How to detect file path in a string of html codes

I need to read in a string of HTML codes using ajax and refactor every file path found in the string.
For example:
I need to detect "../../images/home.jpg"
And change it to "http://www.mywebsite.com/report/images/home.jpg".
I am actually doing a dashboard. Using iframe to display content in a dashboard cost me performance.

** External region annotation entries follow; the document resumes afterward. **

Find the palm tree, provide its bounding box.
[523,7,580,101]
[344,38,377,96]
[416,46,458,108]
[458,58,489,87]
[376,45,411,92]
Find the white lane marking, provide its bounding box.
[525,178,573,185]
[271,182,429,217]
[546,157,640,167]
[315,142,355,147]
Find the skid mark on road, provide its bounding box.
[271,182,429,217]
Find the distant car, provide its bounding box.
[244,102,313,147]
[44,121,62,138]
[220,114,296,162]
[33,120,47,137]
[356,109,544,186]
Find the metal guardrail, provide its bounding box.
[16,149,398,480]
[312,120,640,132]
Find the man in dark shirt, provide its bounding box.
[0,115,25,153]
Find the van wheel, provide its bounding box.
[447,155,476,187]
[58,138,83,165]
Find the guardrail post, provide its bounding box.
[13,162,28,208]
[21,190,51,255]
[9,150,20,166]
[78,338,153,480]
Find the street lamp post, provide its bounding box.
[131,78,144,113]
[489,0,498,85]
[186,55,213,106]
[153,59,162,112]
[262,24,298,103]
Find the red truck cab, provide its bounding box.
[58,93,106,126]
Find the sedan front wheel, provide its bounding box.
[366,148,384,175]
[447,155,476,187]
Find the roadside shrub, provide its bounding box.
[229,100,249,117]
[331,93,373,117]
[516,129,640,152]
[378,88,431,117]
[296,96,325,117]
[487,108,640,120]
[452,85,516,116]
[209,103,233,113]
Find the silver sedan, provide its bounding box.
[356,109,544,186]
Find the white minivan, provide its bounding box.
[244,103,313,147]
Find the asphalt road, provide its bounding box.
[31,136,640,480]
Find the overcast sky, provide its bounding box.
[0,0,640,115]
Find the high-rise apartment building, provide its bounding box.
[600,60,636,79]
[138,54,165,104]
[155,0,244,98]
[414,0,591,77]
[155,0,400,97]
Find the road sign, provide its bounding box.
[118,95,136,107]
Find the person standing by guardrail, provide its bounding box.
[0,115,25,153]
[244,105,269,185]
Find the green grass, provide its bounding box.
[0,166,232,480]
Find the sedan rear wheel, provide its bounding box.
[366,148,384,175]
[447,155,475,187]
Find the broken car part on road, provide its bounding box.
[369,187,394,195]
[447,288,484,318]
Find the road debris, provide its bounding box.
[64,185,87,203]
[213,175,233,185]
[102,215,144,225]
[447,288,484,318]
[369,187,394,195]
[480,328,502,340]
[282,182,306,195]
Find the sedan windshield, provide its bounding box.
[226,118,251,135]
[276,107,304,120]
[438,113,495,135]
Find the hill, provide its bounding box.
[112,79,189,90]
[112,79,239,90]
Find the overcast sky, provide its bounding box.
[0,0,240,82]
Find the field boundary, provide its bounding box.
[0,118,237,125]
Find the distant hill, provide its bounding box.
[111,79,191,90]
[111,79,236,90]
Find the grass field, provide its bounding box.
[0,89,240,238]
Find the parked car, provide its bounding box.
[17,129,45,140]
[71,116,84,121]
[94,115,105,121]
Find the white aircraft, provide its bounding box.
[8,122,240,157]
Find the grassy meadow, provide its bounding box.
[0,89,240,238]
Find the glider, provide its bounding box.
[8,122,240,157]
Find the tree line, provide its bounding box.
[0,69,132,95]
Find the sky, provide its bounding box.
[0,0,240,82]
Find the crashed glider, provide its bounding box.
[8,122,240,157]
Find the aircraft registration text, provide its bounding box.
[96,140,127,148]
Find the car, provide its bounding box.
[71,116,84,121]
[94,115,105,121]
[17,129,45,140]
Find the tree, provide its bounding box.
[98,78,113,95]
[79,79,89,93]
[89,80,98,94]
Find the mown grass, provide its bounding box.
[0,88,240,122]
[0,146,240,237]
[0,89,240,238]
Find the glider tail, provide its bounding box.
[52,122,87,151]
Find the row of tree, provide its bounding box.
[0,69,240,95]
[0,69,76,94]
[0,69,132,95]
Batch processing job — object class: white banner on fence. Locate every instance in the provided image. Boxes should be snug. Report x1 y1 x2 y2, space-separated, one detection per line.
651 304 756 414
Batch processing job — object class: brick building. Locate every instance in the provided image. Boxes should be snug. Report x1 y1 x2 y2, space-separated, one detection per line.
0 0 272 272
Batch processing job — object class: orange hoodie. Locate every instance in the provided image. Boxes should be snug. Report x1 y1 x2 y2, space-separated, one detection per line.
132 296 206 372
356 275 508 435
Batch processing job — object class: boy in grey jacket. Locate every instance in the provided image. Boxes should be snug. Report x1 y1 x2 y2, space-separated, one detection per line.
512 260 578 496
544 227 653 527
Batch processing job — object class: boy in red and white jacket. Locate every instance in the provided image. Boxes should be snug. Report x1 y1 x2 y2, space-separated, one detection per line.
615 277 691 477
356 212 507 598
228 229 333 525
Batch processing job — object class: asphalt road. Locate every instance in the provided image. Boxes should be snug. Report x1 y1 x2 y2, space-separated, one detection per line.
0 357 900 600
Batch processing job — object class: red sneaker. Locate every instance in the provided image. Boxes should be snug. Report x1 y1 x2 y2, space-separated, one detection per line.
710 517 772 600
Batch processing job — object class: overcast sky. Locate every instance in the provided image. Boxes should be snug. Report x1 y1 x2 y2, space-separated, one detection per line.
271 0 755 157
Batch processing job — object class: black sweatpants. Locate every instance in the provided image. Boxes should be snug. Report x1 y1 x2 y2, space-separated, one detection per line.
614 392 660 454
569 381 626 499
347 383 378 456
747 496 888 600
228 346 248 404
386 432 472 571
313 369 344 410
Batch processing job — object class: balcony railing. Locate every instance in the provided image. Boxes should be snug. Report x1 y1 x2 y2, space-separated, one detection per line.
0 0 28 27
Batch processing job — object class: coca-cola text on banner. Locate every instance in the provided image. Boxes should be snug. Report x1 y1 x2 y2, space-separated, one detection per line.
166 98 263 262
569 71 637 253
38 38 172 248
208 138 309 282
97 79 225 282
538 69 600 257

In order to not use iframe, I intend to read in the string of html codes of the targeted URL. But the only factor here is that if the filepath of any images, javascript or css are not absolute path, my dashboard will not be able to display.
Please give your thoughts in how you would detect file path within a string of html codes or is there any existing library that you know of.
Here is one of a simple html codes i am reading from.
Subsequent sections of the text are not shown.